十四世紀初めのアビニオンの幽囚以来、百年に渡る長きの間、教皇が不在であったローマは荒廃に荒廃を重ね、猫と盗賊の町となっていた。

「年輪を重ねた威厳を備えてはいるが、灰色の髪を振り乱し、引き裂かれた服を身に着けた婦人がいる。その顔は蒼白で、苦渋に満ちている」 (建築全史:アムリタ書房) と、荒廃した十五世紀の都市ローマは老婦人に見立てられ、ペトラルカによって歌われている。

ニコラウス五世のローマ再建にはアルベルティの協力が不可決だった。1452年にニコラウス五世に献呈された「建築論」は理想都市ローマの建設の手引きともなるもの。二人はすでに多くの人が目を向けはじめていた古代ローマのモニュメントと教会を結びつけ、文化の最先端を示すローマ、理想的な神の都の計画に取り組んだ。

その計画には三つの局面がある。一つは古い教会の増改築とローマ全体の要塞化。二つめは図書館や古代風劇場、さらにフィレンツェで始められた整形の庭園を設置すること。三つ目はサン・ピエトロ大聖堂とローマ時代のハドリアヌスの廟墓を要塞化し、その周辺のボルゴ地区と呼ばれる中世以来の集落を教皇庁のお膝もとに相応しい地区として再開発することにあった。

やがて、廟墓は城塞化されサンタンジェロ城に、パンテオンは教会に、カンピドリオは支庁舎に変わっていくが、ニコラウス五世時代の教皇庁は政治力も経済力もまだまだ不十分。ルネサンス最初の理想都市ローマはその計画をほとんど実施することなくこの教皇の死によって中座してしまった。

しかし、二人による基本案が、その後のローマ都市改造に関わる多くの教皇と建築家たちに、大きな影響を及ぼしたことは事実。

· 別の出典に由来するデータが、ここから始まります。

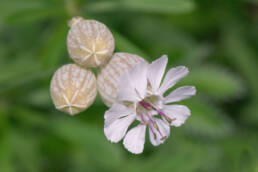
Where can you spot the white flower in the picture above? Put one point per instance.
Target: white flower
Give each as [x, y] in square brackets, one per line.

ニコラウス五世から二百年、ローマは着々と整備され、やがて十七世紀半ば、バロック都市ローマとして完成する。

さらに二百年、その後バロック都市ローマに様々な歴史と文化が重層され、現在この都市は世界に比類ない世界都市として多くの人々に愛されている。その全ての原点は、この教皇とアルベルティの建築論にあったと言って過言ではない。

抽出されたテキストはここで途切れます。